Sahli Marc

Der grossartige Garten

Im Frühjahr blühen Osterglocken und Primeln in Frau Blums Garten am Auweg. Die Himbeerblätter erwachen jeweils und das Gras wächst. Die Wespenkönigin erweitert ihren Bau an der Dachkante, den sie im Herbst verlassen hatte.

Nun, im Winter, ist es still. Nur der Maulwurf schaut manchmal nach dem Rechten.

Schnee, Gras, Himbeeren wie Osterglocken, Tiere und Insekten brauchen Frau Blum nicht. Sie ist vorletztes Jahr gestorben. Nun liegt Ruhe über allem. Der Erbstreit ums Haus kann allen, auch dem Unkraut, nicht zuletzt auch den scheissenden Nachbarkatzen, egal sein.
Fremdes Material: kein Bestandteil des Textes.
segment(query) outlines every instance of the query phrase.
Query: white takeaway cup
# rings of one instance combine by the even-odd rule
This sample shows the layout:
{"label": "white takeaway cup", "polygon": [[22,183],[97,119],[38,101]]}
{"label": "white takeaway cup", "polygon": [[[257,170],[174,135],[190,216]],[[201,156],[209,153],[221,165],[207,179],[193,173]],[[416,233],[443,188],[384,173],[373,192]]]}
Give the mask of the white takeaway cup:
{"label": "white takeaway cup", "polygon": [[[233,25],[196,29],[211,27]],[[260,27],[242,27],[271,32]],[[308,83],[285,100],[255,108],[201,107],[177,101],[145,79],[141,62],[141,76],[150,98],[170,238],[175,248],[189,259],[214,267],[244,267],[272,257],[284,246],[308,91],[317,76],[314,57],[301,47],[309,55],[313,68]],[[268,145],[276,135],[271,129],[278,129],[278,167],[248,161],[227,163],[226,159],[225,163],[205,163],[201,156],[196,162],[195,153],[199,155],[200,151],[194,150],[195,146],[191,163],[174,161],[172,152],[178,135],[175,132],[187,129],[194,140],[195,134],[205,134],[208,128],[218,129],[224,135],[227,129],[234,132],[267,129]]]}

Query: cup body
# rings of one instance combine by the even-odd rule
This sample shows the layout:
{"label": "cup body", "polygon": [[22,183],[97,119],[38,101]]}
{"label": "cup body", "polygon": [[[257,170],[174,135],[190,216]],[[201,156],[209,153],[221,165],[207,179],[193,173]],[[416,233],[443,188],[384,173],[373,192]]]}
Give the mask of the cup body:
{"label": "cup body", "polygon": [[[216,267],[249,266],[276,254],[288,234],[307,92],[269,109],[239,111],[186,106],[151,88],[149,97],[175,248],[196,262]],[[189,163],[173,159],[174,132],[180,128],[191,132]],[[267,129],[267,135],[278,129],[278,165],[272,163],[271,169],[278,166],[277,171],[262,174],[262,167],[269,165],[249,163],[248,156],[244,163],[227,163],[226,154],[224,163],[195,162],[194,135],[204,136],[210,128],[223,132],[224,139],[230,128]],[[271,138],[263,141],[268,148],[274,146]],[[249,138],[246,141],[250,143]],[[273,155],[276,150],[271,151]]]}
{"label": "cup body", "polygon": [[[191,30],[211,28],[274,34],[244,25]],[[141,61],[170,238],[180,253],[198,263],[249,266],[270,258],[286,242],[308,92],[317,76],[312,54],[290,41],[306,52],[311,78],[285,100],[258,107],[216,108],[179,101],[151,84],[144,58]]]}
Streng genommen brauchte es Eleonor Blum gar nicht. Das war ihr nur nicht bewusst, der gebieterischen, unbeirrbaren Frau. Ich denke, ihr Garten hielt sich jahrzehntelang zurück und liess so manche «Scherereien» über sich ergehen. Zum Beispiel einen Schneckenzaun, Dünger und Unkrautvernichter. Man sagt, Eleonor sei cholerisch und hungrig nach Anerkennung gewesen. Deshalb hatte sie wohl den Garten nach ihren Vorstellungen getrimmt, vielleicht diente er ihrer Selbstüberhebung.

Der Garten blüht im Sommer jeweils vor sich hin, dass es eine Augenweide ist. Die Hirtentäschel, Hühnerdarm und der Löwenzahn sind dann mit den Feldmäusen auf Du und Du. Der verwilderte Garten kommt in jeder Jahreszeit ohne Frau Blum zurecht.